A modest recovery is expected to get under way in 2024, with Germany’s Bundesbank central bank recently forecasting growth of 0.4 per cent.

“We see a silver lining for the economy in 2024,” said KfW chief economist Fritzi Koehler-Geib.

“Thanks to strong real wage growth, private consumption in particular is likely to pick up again. Together with an expected recovery in export demand, gross domestic product is likely to grow,” she added.

But ING bank economist Carsten Brzeski was less optimistic, pointing to fresh uncertainty stemming from the German government’s recent budget upset and shipping delays in the Suez Canal as a result of conflict in the Middle East. 

“Looking ahead, at least in the first months of 2024, many of the recent drags on growth will still be around and will, in some cases, have an even stronger impact than in 2023,” Brzeski said.

He predicted that gross domestic product would shrink again this year, in what would “be the first time since the early 2000s that Germany has gone through a two-year recession, even though it could prove to be a shallow one”.

Concerns about slowing exports and the slump in the crucial manufacturing sector, coupled with a chronic shortage of skilled labourers, have begun to raise fears of a “deindustrialisation” in Germany.

Chancellor Olaf Scholz’s government, whose popularity has been sliding in the polls, has sought to counter those concerns with pledges to invest heavily in the transition to green energy and in modernising infrastructure.

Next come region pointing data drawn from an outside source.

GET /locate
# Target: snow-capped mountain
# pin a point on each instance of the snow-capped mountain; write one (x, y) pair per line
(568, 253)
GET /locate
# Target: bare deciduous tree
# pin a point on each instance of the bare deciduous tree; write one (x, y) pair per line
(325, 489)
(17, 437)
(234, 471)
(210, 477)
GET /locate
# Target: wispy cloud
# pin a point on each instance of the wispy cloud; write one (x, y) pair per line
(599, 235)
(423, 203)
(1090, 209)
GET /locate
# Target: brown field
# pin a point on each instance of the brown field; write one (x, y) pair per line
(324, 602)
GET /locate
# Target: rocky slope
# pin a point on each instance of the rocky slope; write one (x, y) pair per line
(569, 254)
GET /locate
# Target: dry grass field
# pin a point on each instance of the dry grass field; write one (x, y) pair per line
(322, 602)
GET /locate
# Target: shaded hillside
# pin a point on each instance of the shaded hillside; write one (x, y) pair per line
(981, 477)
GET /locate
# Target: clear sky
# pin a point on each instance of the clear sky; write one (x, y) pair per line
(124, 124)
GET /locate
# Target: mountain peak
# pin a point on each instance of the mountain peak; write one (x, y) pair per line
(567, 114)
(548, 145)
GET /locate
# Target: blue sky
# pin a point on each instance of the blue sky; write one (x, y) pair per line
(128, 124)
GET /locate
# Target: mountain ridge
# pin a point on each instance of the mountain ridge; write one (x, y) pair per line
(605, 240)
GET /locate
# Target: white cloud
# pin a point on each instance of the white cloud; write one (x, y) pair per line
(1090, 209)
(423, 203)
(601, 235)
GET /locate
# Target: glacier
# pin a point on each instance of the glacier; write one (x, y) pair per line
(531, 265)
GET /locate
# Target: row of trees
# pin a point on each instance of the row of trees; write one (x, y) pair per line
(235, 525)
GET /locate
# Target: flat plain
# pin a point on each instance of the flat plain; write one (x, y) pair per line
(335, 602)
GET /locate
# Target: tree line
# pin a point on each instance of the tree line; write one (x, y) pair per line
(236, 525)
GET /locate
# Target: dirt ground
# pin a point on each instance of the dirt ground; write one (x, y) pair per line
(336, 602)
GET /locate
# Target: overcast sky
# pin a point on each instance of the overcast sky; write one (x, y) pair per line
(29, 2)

But a shock court ruling at the end of last year blew a multi-billion-euro hole in the government’s budget, upending its spending plans and leaving Scholz and his coalition partners scrambling to find savings.

Anger over Berlin’s proposal to cut some subsidies for agriculture prompted farmers to stage tractor blockades across the country last week, culminating in a major demonstration in Berlin on Monday.